Consumption view (Fuel) (W)

Indexed by
  • asset
  • data
  • test case

This view shows the fuel consumption of the asset, in W. It considers whether fleet mode and cluster mode, and displays the appropriate results.

Stacks:
  • (Cluster mode only) Fuel consumption from energy making
  • (Cluster mode only) Fuel consumption from running capacity
Lines:
  • Fuel consumption
  • Absolute minimal fuel consumption (0 in cluster mode, as the running capaciy has no lower boundary)
  • Absolute maximal fuel consumption calculated from installed capacity
  • Absolute maximal fuel consumption calculated from available capacity

Consumption view (Gas) (W)

Indexed by
  • asset
  • data
  • test case

This view shows a time series of the gas consumption of the asset.

Production view (Gas) (W)

Indexed by
  • asset
  • data
  • test case

This view shows a time series of the gas production of the asset as well as levels of minimal generation and available capacity.

Marginal costs (euro/MWh)

This view shows a time series, for each energy, of the marginal cost of generation of this energy at the selected node.

Warning: in pathway optimization mode, this KPI may give incorrect values. Please launch the optimization with context parameter ‘Resimulate after capa optim’ at True to ensure that you get right marginal costs.

Net Position (Wh)

Indexed by
  • node
  • energy
  • time
  • test case

This view shows a time series of the hourly balanced volume of energy (volume of energy exported minus the hourly volume of energy imported), for a selected node.
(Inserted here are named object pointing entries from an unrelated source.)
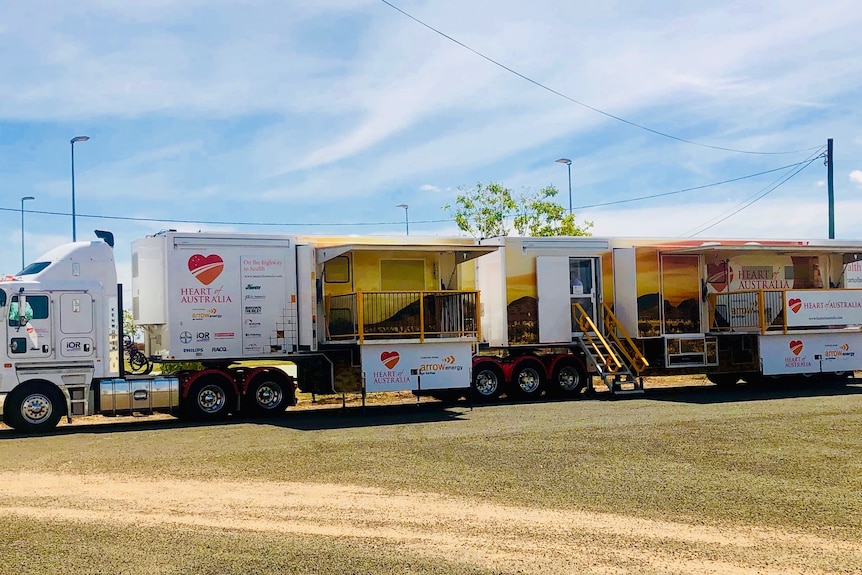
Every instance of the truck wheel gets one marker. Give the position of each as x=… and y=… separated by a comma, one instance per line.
x=528, y=380
x=266, y=397
x=208, y=399
x=569, y=379
x=487, y=382
x=34, y=407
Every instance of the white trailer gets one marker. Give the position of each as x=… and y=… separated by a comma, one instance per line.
x=230, y=310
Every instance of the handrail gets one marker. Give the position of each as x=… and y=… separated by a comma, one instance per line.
x=626, y=346
x=414, y=314
x=766, y=310
x=597, y=342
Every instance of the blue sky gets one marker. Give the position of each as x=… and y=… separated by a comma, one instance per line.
x=321, y=117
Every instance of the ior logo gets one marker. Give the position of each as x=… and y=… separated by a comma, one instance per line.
x=206, y=268
x=390, y=359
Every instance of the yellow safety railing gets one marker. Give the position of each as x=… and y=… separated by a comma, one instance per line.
x=625, y=345
x=402, y=315
x=602, y=351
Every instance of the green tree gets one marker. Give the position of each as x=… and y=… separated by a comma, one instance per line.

Production cost view (euro)

Indexed by
  • asset
  • data
  • test case
This view shows the time series of the production cost of the selected asset, as a stacked chart that cumulates the following costs:
  • CO2 emission cost
  • Consumption cost
  • Fuel consumption cost
  • MFFR downward reserve cost
  • MFFR up not running cost
  • MFFR upward reserve cost
  • Production cost
  • Running cost
  • Start up cost
  • Storage cost
  • Synchronized downward reserve cost
  • Synchronized upward reserve cost

Warning: in pathway optimization mode, this KPI may give incorrect values. Please launch the optimization with context parameter ‘Resimulate after capa optim’ at True to ensure that you get right marginal costs.

Production margin (W)

Margin at each time step between available capacity and energy production for a given delivery point, for a given energy and a given technology:

\[\small minMargin_{t, node, techno, energy} = availability_{t, node, techno, energy} \times pmax_{t, node, techno, energy} - production_{t, node, techno, energy}\]

Production view (W)

Indexed by
  • asset
  • data
  • test case

This view shows a combination of time series as stacks and lines.

Stacks:
  • Non reserved generation
  • Downward MFRR
  • Downward Synchronized Reserve
  • Upward Synchronized Reserve
  • Upward MFRR
Lines:
  • Generation capacity
  • Available capacity
  • Running Bound
  • Generation level
  • Minimal Generation level

Stocks (Wh)

This view shows, for each energy, a pie chart showing how the storage capacity is divided by technology.

Storage view (Wh)

Indexed by
  • asset
  • data
  • test case

This view shows a combination of time series as stacks and lines.

Stacks:
  • Production
  • Fixed demand
  • Consumption
  • Fixed supply
  • Bounded supply (includes Prorata supply)
Lines:
  • Maximum storage capacity
  • Available storage capacity
  • Storage level
  • Minimal storage level

Transmission consumption view (W)

Indexed by
  • asset
  • data
  • test case

This view shows a time series of the consumption of the selected transmission asset as well as the available consumption capacity. Note that the available consumption capacity is only returned when the flow-based behavior is not activated.

Transmission production view (W)

Indexed by
  • asset
  • data
  • test case

This view shows a time series of the generation of the selected transmission asset as well as the available production capacity. Note that the available production capacity is only returned when the flow-based behavior is not activated.